Given how poor they’d played in those Champions League qualifiers, that wasn’t hard. But, with a homecoming and a flag unfurling scheduled for Saturday, when Deila will finally take his long-awaited bow at Celtic Park, it was important progress was seen to be occurring.
It was also the first game post-Fraser Forster, his £10million sale to Southampton prompting increased calls for the club to re-invest,
so a clean sheet was a bonus.
Deila has brought in some players, but not spent any of the “lots of money” he admits he has at his disposal.
Three of his recruits – free agent Craig Gordon and the loanees Jo Inge Berget and Jason Denayer – were involved for this one, the former Scotland keeper starting and the outfield duo on the bench.
They were seated alongside Efe Ambrose who, despite the absence of the suspended Charlie Mulgrew, was not automatically reinstated to the starting XI following his European ban.
It was further confirmation that, while this is a side in transition, what has gone before is of less importance to Deila than what is happening now.
For the Norwegian, form carries more currency than reputation. There was a timely reminder that, while qualification for the Champions League is the immediate priority for Celtic, nearer to home there are plenty of challenges waiting to snare the unwary.
Saints proudly paraded the Scottish Cup they won at Celtic Park on the final day of a season which saw the Hoops collect only one piece of silverware.
With a clean sweep Deila’s target this time around, a statement of intent was required.
And, with James Forrest – whose sub appearance against Legia last week was his only action since March – back to provide much of the tempo the manager’s preferred system requires until he ran out of steam on the hour mark, the clouds which have hung over the club for the past couple of weeks are starting to part.
Okay, there remains the threat of a cold shower to remind everyone that a lot of work remains to be done.
But Celtic had enough control of this game against a side who have a habit of causing them problems to suggest Deila’s message is getting through.
The representative from NK Maribor taking notes in the main stand will have plenty – good and bad – to relay to his bosses in Slovenia.
He will be confident his side will be able to pose Celtic more problems than Saints did.
The absence of any genuine point to the home team’s attack – with the free-scoring Stevie May now at Sheffield Wednesday – will be a concern for boss Tommy Wright.
But Deila is only concerned by what his players serve up.
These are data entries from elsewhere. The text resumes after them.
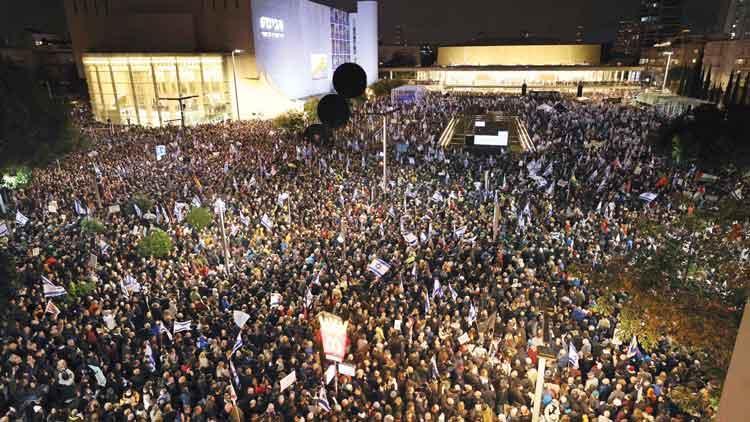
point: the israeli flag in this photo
(573, 355)
(181, 326)
(237, 343)
(379, 267)
(411, 239)
(50, 290)
(80, 209)
(633, 348)
(472, 314)
(266, 222)
(244, 220)
(437, 290)
(21, 219)
(323, 399)
(453, 293)
(434, 373)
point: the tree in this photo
(199, 218)
(311, 109)
(728, 91)
(34, 129)
(91, 225)
(156, 244)
(690, 286)
(9, 279)
(291, 121)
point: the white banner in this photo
(288, 380)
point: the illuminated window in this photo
(340, 43)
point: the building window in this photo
(340, 43)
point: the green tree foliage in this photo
(9, 280)
(156, 244)
(691, 288)
(384, 87)
(291, 121)
(311, 109)
(144, 202)
(91, 225)
(199, 218)
(80, 289)
(34, 129)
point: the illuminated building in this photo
(136, 54)
(506, 67)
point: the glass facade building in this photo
(135, 88)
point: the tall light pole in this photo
(385, 115)
(666, 69)
(234, 75)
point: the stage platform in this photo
(462, 126)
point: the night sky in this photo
(448, 21)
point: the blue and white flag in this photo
(308, 298)
(411, 239)
(150, 358)
(237, 343)
(50, 290)
(453, 293)
(379, 267)
(322, 400)
(472, 314)
(633, 348)
(196, 202)
(131, 284)
(181, 326)
(573, 355)
(266, 222)
(235, 375)
(437, 290)
(80, 209)
(21, 219)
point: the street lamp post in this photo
(385, 115)
(666, 69)
(234, 75)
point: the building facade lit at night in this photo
(267, 58)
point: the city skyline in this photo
(445, 21)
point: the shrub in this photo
(156, 244)
(81, 289)
(143, 202)
(91, 225)
(199, 218)
(291, 121)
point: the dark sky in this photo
(451, 21)
(460, 20)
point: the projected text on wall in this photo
(271, 27)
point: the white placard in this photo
(330, 373)
(347, 369)
(288, 380)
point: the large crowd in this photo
(453, 329)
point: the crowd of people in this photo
(450, 330)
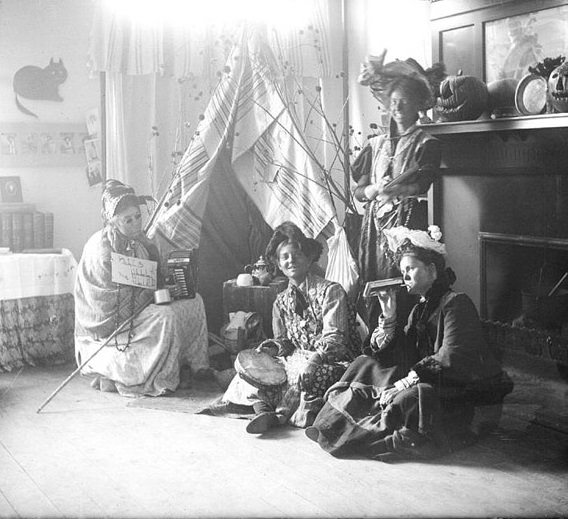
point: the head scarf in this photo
(430, 239)
(115, 193)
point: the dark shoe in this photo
(262, 422)
(312, 433)
(203, 374)
(184, 378)
(108, 386)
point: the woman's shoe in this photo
(262, 422)
(312, 433)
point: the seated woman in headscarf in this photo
(147, 357)
(312, 338)
(414, 397)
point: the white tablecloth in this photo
(31, 275)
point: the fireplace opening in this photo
(524, 293)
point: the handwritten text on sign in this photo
(135, 272)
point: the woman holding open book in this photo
(414, 397)
(393, 169)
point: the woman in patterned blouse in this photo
(314, 336)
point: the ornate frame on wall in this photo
(42, 144)
(457, 23)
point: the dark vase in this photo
(352, 226)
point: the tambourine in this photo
(260, 369)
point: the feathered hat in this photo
(379, 76)
(430, 239)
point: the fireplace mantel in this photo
(532, 122)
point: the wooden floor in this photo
(88, 454)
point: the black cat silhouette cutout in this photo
(33, 82)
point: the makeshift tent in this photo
(246, 169)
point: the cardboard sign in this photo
(135, 272)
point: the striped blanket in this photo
(248, 122)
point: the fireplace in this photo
(524, 293)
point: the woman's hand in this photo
(387, 396)
(387, 300)
(305, 376)
(371, 191)
(268, 346)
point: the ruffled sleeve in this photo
(362, 164)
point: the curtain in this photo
(160, 77)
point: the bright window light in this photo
(280, 13)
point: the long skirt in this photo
(352, 421)
(163, 338)
(294, 404)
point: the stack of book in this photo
(22, 227)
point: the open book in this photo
(372, 288)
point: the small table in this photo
(36, 309)
(256, 298)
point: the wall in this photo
(31, 33)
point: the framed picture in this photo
(515, 43)
(497, 39)
(10, 190)
(42, 144)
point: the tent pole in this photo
(345, 65)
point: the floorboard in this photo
(89, 454)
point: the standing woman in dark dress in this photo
(405, 149)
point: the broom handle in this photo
(104, 344)
(557, 286)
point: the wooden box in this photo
(252, 299)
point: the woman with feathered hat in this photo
(414, 397)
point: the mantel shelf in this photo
(530, 122)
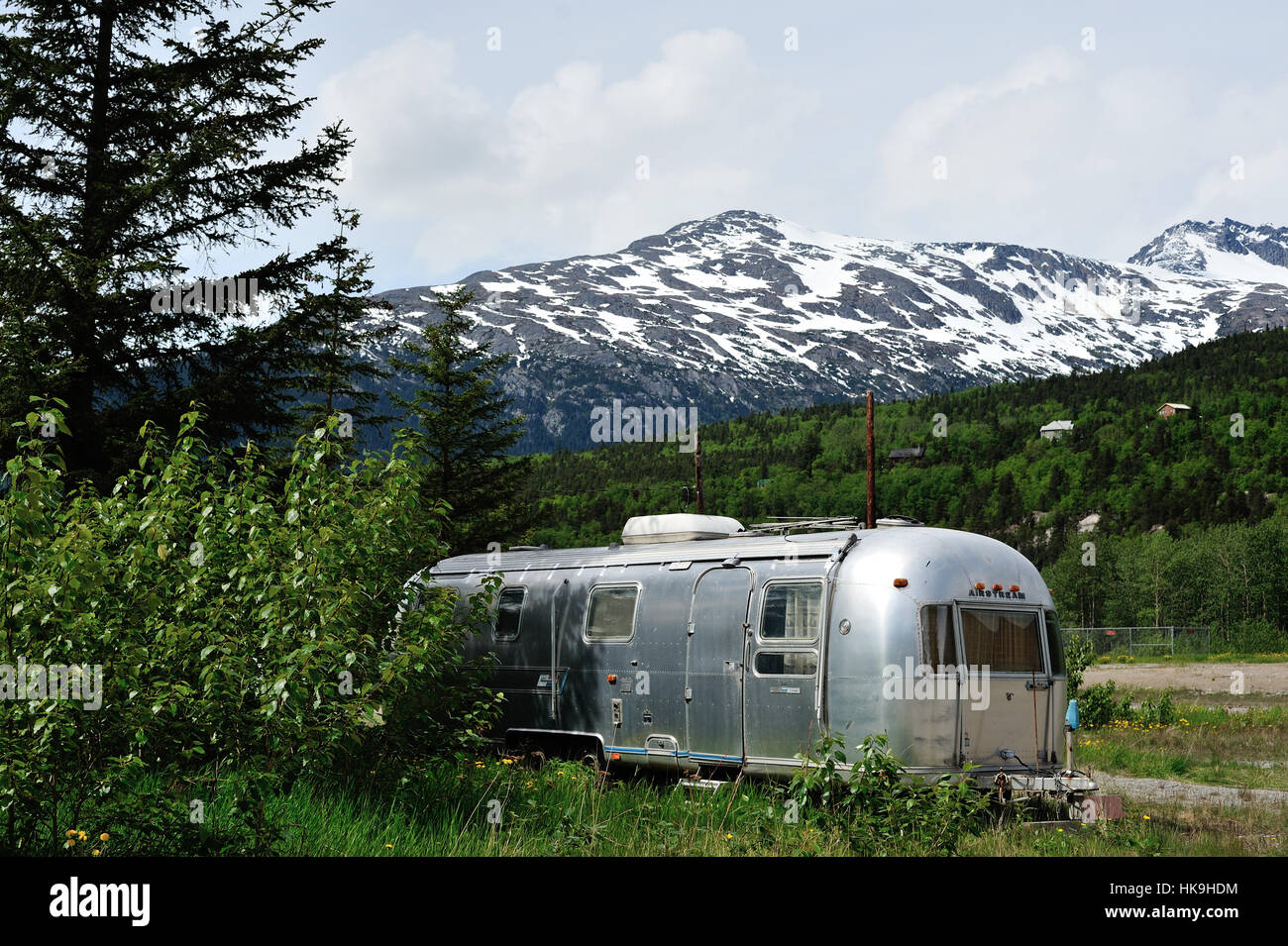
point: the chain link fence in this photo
(1145, 641)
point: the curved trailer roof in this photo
(809, 545)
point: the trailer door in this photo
(713, 666)
(784, 672)
(1005, 706)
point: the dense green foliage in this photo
(1189, 529)
(877, 806)
(136, 155)
(460, 434)
(244, 631)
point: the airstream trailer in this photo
(699, 646)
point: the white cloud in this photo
(1054, 149)
(554, 171)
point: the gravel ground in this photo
(1185, 791)
(1266, 680)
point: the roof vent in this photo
(679, 527)
(900, 520)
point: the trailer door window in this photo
(791, 611)
(1055, 645)
(610, 615)
(1004, 641)
(938, 640)
(507, 614)
(786, 663)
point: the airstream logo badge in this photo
(986, 592)
(941, 683)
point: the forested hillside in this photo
(1180, 494)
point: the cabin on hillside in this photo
(1056, 429)
(907, 454)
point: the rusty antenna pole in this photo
(872, 470)
(697, 468)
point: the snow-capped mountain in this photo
(1225, 250)
(745, 312)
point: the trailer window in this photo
(938, 637)
(507, 614)
(791, 611)
(787, 663)
(1004, 641)
(1055, 644)
(610, 615)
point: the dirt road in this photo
(1262, 680)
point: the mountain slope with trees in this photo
(1189, 507)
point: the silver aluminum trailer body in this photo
(737, 653)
And, on this occasion, it was more than good enough.
Their own potency in front of goal was not sufficient to convert their possession into the lead they deserved until Stokes struck on 55 minutes.
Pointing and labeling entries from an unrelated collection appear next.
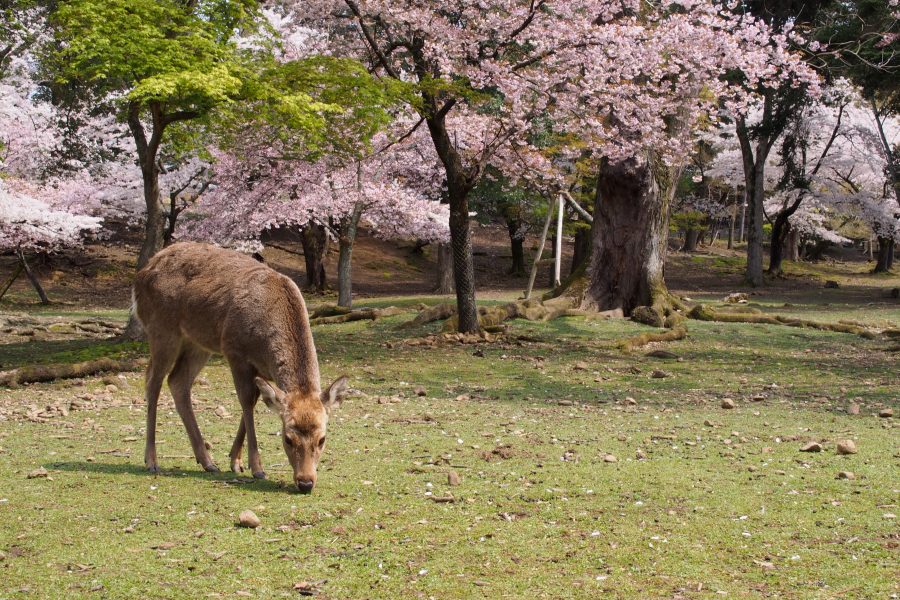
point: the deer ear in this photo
(270, 395)
(331, 398)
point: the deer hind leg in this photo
(237, 448)
(163, 353)
(190, 362)
(248, 394)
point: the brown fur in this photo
(195, 300)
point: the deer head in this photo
(304, 420)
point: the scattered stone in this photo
(38, 473)
(249, 519)
(846, 447)
(812, 447)
(736, 298)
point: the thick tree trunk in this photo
(32, 278)
(347, 238)
(629, 237)
(793, 245)
(463, 265)
(314, 238)
(444, 272)
(581, 250)
(780, 229)
(885, 259)
(691, 239)
(516, 242)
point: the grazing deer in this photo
(195, 300)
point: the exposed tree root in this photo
(365, 314)
(429, 315)
(677, 332)
(37, 373)
(702, 312)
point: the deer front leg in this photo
(162, 357)
(248, 394)
(237, 448)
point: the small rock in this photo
(846, 447)
(249, 519)
(812, 447)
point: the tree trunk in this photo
(691, 239)
(347, 238)
(885, 255)
(32, 278)
(780, 230)
(444, 273)
(314, 238)
(516, 242)
(793, 244)
(463, 265)
(581, 250)
(731, 226)
(629, 237)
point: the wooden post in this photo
(557, 266)
(537, 258)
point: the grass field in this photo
(582, 474)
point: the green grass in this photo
(731, 508)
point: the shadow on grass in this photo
(226, 477)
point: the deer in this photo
(194, 300)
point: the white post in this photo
(557, 267)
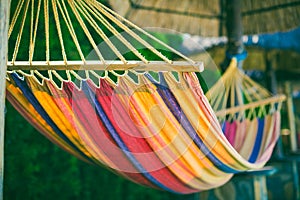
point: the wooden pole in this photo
(291, 116)
(234, 29)
(4, 20)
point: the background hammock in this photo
(156, 129)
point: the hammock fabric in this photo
(156, 129)
(248, 113)
(162, 134)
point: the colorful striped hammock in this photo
(162, 133)
(156, 129)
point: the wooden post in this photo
(291, 116)
(234, 29)
(4, 20)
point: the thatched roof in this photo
(207, 17)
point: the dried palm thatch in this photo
(207, 18)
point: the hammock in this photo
(243, 107)
(154, 128)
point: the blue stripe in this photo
(37, 106)
(174, 107)
(258, 140)
(92, 99)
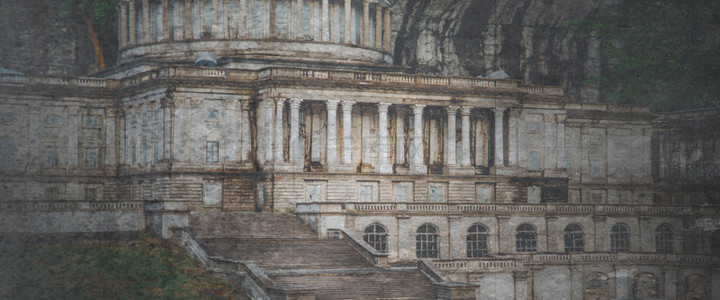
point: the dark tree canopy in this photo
(660, 53)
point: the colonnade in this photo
(146, 21)
(271, 136)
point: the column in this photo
(72, 136)
(418, 165)
(325, 26)
(331, 146)
(378, 26)
(188, 20)
(465, 159)
(364, 34)
(245, 137)
(451, 138)
(512, 138)
(243, 19)
(166, 21)
(216, 19)
(499, 159)
(295, 155)
(122, 26)
(347, 132)
(348, 22)
(560, 119)
(131, 21)
(110, 136)
(147, 34)
(384, 166)
(279, 133)
(300, 29)
(387, 32)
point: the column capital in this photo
(295, 103)
(332, 104)
(382, 107)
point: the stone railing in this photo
(59, 81)
(561, 209)
(521, 260)
(352, 76)
(28, 206)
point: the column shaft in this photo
(166, 21)
(418, 165)
(300, 29)
(499, 131)
(325, 26)
(383, 142)
(465, 113)
(188, 20)
(147, 34)
(131, 20)
(279, 133)
(365, 22)
(378, 27)
(387, 32)
(122, 26)
(295, 130)
(451, 151)
(347, 132)
(331, 146)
Kris Commons deserves huge credit for his part in the goal, robbing Steven Anderson of the ball as the defender dallied 25 yards from goal with a slide tackle which saw the ball run straight to the alert Stokes.
He rounded the keeper before slotting home from a tight angle with Commons following up, just to make sure.
That was no more than Celtic deserved, given their superiority, but prior to this they had been profligate.
A Stokes free-kick which whistled just past the post, a Forrest effort which was pulled wide following a clever 1-2 with Commons and a McGregor shot which was gobbled up by Alan Mannus were the best efforts they could muster to that point.
At the other end, Gordon – making his first competitive start since February 2011 – was allowed to ease himself back into action.
Indeed, in the opening half, there was more danger posed to the 31-year-old’s health than to his goal.
Steven MacLean’s tendency to panic when a semblance of a chance came his way was topped when, after the ref had whistled to signify a free-kick had been taken too quickly, the striker carried on and rattled a point-blank shot into Gordon’s guts.
Saints roused themselves to at least grab the keeper’s attention after the break but could not deny Gordon his clean sheet.
The home side did have a strong case for a penalty when Dave Mackay went down under a challenge from Virgil van Dijk, but ref John Beaton waved away their claims.
The Saints captain was even more aggrieved when, with 15 minutes left, the same official decided he was guilty of knocking over Celtic sub Derk Boerrigter after he had delayed his shot when put through by Emilio Izaguirre.
Mackay was sent off, and keeper Mannus was sent the wrong way by Biton, who rolled his penalty home.
The keeper looked even more sheepish six minutes from time when he allowed McGregor’s low shot to squirm through him and creep over the line.